K-means algorithm principle and R language example

Last Update:2016-01-23 Source: Internet

Author: User

Developer on Alibaba Coud: Build your first app with APIs, SDKs, and tutorials on the Alibaba Cloud. Read more ＞

Clustering is the method of categorizing similar objects into the same cluster, which is somewhat like a fully automated classification. The more similar objects within a cluster, the better the clustering effect. The classification problems discussed in support vector machine and neural network are supervised learning methods, and now we introduce the cluster is unsupervised. The K-means (k--means) is the most basic and simple clustering algorithm.

In the K-means algorithm, centroid is the core of defining a clustering prototype (that is, the results obtained by machine learning). In the process of introducing the implementation of the algorithm, we will demonstrate the calculation method of centroid. And you will see that the centroid of the center is derived from the calculated mean, except for the first time the centroid is specified.

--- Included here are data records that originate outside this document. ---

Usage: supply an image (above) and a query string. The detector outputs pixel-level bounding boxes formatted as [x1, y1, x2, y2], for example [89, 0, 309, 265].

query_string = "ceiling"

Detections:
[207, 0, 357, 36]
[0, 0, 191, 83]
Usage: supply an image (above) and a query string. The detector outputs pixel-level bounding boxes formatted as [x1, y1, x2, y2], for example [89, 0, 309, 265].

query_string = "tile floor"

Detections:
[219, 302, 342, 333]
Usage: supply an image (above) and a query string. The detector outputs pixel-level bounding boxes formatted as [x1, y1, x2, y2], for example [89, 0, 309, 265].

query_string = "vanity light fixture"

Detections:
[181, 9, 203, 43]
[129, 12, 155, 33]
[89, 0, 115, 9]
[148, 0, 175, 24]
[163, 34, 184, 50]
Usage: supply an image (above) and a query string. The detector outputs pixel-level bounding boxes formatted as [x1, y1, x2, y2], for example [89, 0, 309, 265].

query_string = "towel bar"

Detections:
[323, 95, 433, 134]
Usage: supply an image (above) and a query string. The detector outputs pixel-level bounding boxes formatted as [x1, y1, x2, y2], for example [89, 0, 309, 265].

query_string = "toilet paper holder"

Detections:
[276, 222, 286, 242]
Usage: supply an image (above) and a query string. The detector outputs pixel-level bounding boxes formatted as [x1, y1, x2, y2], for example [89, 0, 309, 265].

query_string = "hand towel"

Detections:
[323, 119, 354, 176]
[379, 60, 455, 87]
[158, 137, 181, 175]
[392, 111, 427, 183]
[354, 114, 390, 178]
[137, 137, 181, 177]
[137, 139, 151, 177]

First, select the K initial centroid (the K centroid does not require a sample data set), where K is the user-specified parameter, which is the number of clusters expected. Each data point is taken to the classification of its nearest centroid, and the point set that is nationalized by the same centroid is a cluster. Then, based on the results of this classification, the centroid of each cluster is updated. Repeat the above data point classification and centroid change steps until the data points in the cluster no longer change, or equivalently, until the centroid no longer changes.

The basic K-mean algorithm is described as follows:

The data in the dataset is again categorized according to the distance from the data point to the new centroid, as shown in 13-2 (c). The algorithm then calculates the new centroid based on the new classification, and then classifies the data in the dataset again according to the distance from the data point to the new centroid. The result shows that the data points in the cluster no longer change, so the algorithm execution is finished, and the final clustering result is 13-2 (d).

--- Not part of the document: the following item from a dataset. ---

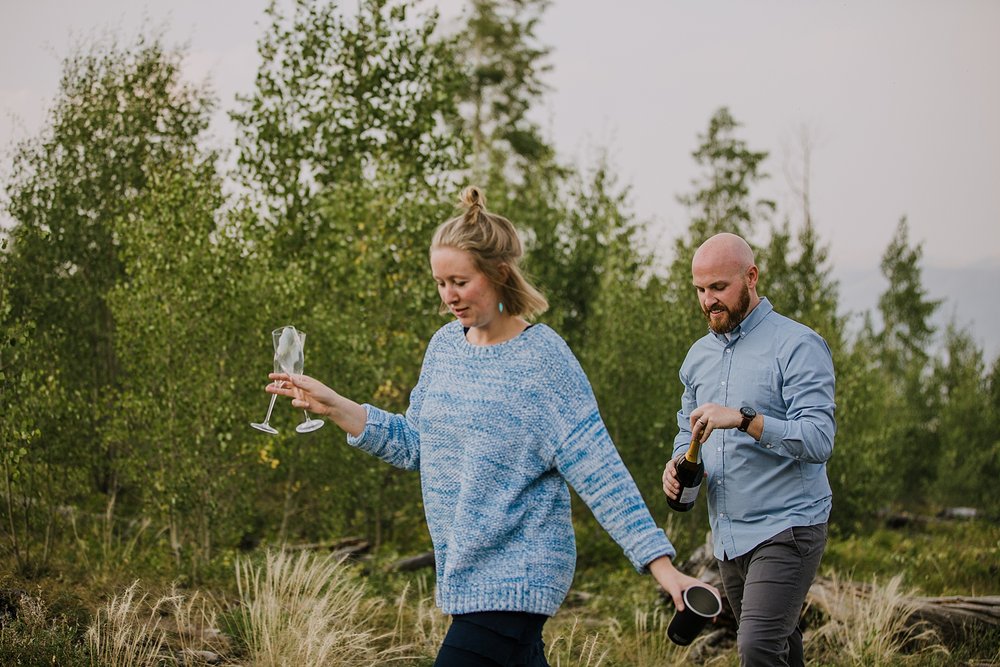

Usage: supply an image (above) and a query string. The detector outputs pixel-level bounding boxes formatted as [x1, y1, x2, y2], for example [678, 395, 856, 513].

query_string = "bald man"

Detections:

For some combination of distance function and centroid type, the algorithm always converges to a solution, that is, the K mean reaches a state, and the cluster result and centroid are no longer changed. However, in order to avoid the time consumption caused by excessive iteration, a weaker condition is often used in practice to replace the "centroid no longer changes" condition. For example, use "until only 1% points to change clusters."

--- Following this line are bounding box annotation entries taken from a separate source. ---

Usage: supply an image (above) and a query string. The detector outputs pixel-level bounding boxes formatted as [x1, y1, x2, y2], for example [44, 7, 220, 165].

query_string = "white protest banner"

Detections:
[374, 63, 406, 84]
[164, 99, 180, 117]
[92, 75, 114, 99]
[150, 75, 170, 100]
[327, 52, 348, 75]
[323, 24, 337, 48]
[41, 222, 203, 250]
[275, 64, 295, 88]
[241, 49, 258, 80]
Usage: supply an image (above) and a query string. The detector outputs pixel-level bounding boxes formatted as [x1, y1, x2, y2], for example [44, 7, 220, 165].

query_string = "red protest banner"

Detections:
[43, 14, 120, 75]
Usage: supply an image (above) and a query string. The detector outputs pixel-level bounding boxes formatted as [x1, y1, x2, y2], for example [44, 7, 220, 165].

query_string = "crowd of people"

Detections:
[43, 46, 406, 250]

Although K-mean clustering is relatively simple, it is indeed quite effective. Some of its variants are even more effective, and are less affected by initialization problems. However, the K-mean value is not suitable for all data types. It cannot handle clusters of non-spherical clusters, different sizes, and densities, although it is usually possible to find Junko clusters when specifying a large enough number of clusters. The K-mean is also problematic when clustering data that contains outliers. In this case, outlier detection and deletion is helpful. Another problem with K-means is that it is sensitive to the selection of initial values, which indicates that the number of iterations caused by the choice of different initial values may vary considerably. In addition, the choice of K value is also a problem. Obviously, the algorithm itself is not self-adaptive to determine the data set should be divided into several clusters. Finally, the K-mean value is limited to data with the centroid (mean) concept. There is no such limitation for a related K-center point clustering technique. In the K center point cluster, each time we select is no longer the mean, but the median. The other details of this algorithm are not the same as the K-mean values, and we will not repeat them.

Finally, we give an example of practical application. (The code is implemented using my favorite R language for data mining )

A group of data from the World Bank counted two indicators in 30 countries, and we read the file in the following code and displayed the first few rows of data. Visible, the data is distributed in columns, where the first column is the name of the country, which is unrelated to the clustering analysis that follows, and we care more about the next two columns of information. The second column gives the proportion of the country's tertiary industry to GDP, and the last column gives the population of the population (i.e., the elderly), which is older than or equal to the 65-year-old population.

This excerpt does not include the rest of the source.